Die Sanktionen der EU 14 im Zusammenhang mit der Regierungsbildung vor einem Jahr standen dann im Mittelpunkt der Gespräche der belgischen Gäste mit den österreichischen Abgeordneten. Abgeordneter Karl Schweitzer (F), der Vorsitzende der österreichisch-belgischen parlamentarischen Freundschaftsgruppe, kritisierte es als "nicht fair", wie von belgischer Seite ohne wirkliche Kenntnis der Situation Kritik an Österreich geübt worden sei. Abgeordnete Ulrike Lunacek (G) erklärte, ihre Fraktion habe das Faktum, nicht aber die Art der Reaktionen auf die Regierungsbildung in Österreich begrüßt. Auf die Frage eines belgischen Parlamentariers, weshalb die ÖVP - entgegen vorherigen Äußerungen - doch in die Regierung gegangen sei, wies V-Abgeordneter Matthias Ellmauer auf einen "Reformstau" und die Staatsverschuldung hin. S-Abgeordneter Heinz Gradwohl bezeichnete die Reaktionen der EU 14 als "überzogen"; sie hätte der Regierung mehr genützt als geschadet.

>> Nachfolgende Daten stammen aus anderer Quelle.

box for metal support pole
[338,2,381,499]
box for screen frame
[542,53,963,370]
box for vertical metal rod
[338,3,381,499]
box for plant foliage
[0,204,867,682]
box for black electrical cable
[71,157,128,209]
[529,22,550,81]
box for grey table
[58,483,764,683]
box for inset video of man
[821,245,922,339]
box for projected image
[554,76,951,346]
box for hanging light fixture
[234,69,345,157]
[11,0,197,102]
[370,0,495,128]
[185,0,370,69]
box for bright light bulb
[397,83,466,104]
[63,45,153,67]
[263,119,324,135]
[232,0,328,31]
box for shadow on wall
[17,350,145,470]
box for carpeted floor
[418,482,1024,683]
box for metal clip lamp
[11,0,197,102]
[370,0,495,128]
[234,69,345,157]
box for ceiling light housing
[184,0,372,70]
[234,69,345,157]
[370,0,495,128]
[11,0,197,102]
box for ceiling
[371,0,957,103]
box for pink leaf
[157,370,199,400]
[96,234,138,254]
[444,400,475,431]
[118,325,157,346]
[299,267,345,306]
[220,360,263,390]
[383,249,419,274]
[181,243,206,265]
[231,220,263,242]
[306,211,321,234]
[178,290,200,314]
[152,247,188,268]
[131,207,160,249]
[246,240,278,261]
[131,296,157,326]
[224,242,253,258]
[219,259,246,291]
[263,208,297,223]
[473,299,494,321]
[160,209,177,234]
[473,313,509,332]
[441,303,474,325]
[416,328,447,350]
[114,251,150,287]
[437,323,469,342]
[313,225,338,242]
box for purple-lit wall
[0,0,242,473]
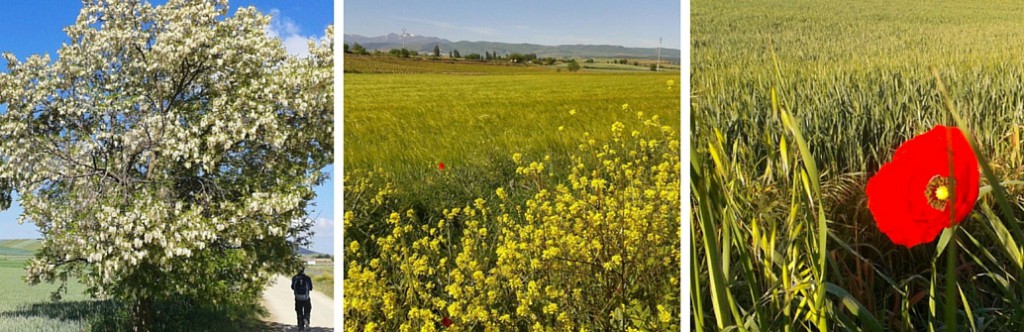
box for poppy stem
[942,224,959,331]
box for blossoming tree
[0,0,334,329]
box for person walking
[292,266,313,331]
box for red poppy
[866,125,978,248]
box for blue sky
[0,0,335,253]
[344,0,681,49]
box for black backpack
[292,276,309,301]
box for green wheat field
[688,0,1024,331]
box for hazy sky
[344,0,681,48]
[0,0,337,254]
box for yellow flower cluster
[344,106,680,331]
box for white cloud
[265,8,324,57]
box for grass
[344,54,553,74]
[343,60,681,331]
[306,259,334,298]
[690,1,1024,331]
[0,253,106,331]
[0,240,276,331]
[344,73,680,215]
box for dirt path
[263,276,334,332]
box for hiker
[292,266,313,331]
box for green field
[306,257,335,297]
[690,1,1024,331]
[343,63,681,331]
[0,240,109,331]
[0,240,280,331]
[344,73,680,211]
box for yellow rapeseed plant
[344,105,680,331]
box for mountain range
[344,33,680,63]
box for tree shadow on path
[263,322,334,332]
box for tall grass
[690,1,1024,331]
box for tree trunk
[132,297,153,332]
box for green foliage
[690,1,1024,331]
[344,105,680,331]
[0,0,334,330]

Durch manche Aussagen des früheren F-Obmanns Jörg Haider entstünde der Eindruck, die FPÖ sei eine rassistische Partei, stellte Delegationsleiter Valkeniers fest, räumte aber auch ein, dass manche Reaktionen auf die Entwicklung in Österreich übertrieben gewesen seien. Abgeordneter Schweitzer wies darauf hin, dass Haider manche Aussagen bedauert habe. Abgeordneter Ellmauer betonte, dass es in Österreich auf Grund der Gesetze keine rassistische oder rechtsradikale Partei gebe.

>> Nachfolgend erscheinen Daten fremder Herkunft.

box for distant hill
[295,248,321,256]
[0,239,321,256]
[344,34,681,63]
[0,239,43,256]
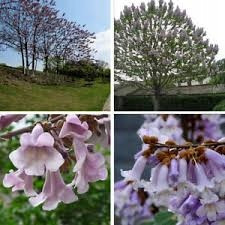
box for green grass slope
[0,65,110,111]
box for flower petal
[45,149,65,172]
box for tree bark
[152,93,160,111]
[45,56,48,74]
[24,42,29,75]
[20,43,26,75]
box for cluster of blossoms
[0,115,110,210]
[115,115,225,225]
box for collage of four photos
[0,0,225,225]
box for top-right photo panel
[114,0,225,111]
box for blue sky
[0,0,110,68]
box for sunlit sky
[114,0,225,59]
[0,0,111,69]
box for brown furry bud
[142,135,159,144]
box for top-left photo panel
[0,0,112,111]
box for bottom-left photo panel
[0,113,111,225]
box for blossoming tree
[0,0,95,74]
[114,0,218,110]
[115,115,225,225]
[0,115,110,211]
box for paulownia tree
[0,0,94,74]
[115,0,218,110]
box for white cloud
[114,0,225,59]
[93,29,112,65]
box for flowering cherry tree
[0,115,110,211]
[115,115,225,225]
[114,0,218,110]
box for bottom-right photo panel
[114,114,225,225]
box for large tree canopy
[115,0,218,110]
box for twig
[154,142,225,149]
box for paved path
[102,96,110,111]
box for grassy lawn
[0,81,110,111]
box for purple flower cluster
[3,115,110,210]
[114,180,156,225]
[115,115,225,225]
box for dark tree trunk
[45,56,48,74]
[24,42,29,75]
[32,45,36,75]
[20,43,26,75]
[152,90,160,111]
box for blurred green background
[0,115,110,225]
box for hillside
[0,66,110,111]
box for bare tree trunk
[20,43,26,75]
[24,42,29,75]
[152,94,160,111]
[32,45,36,75]
[45,56,48,74]
[32,26,38,75]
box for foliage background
[0,115,110,225]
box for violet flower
[9,124,64,176]
[3,169,36,196]
[73,142,108,194]
[0,114,26,130]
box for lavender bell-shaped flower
[168,159,179,184]
[59,115,92,141]
[178,158,188,183]
[73,144,108,194]
[3,169,37,196]
[195,163,214,191]
[121,156,147,181]
[9,124,64,176]
[29,171,78,211]
[205,148,225,169]
[0,114,26,130]
[151,164,169,192]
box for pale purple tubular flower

Die belgische Delegation, die sich seit Sonntag in Österreich aufhält, trifft im Rahmen ihres Aufenthalts auch mit Sozialminister Herbert Haupt und mit Außenministerin Benita Ferrero-Waldner zusammen. Für Montag Nachmittag ist ein Treffen mit dem Präsidium des Bundesrats angesetzt. (Schluss)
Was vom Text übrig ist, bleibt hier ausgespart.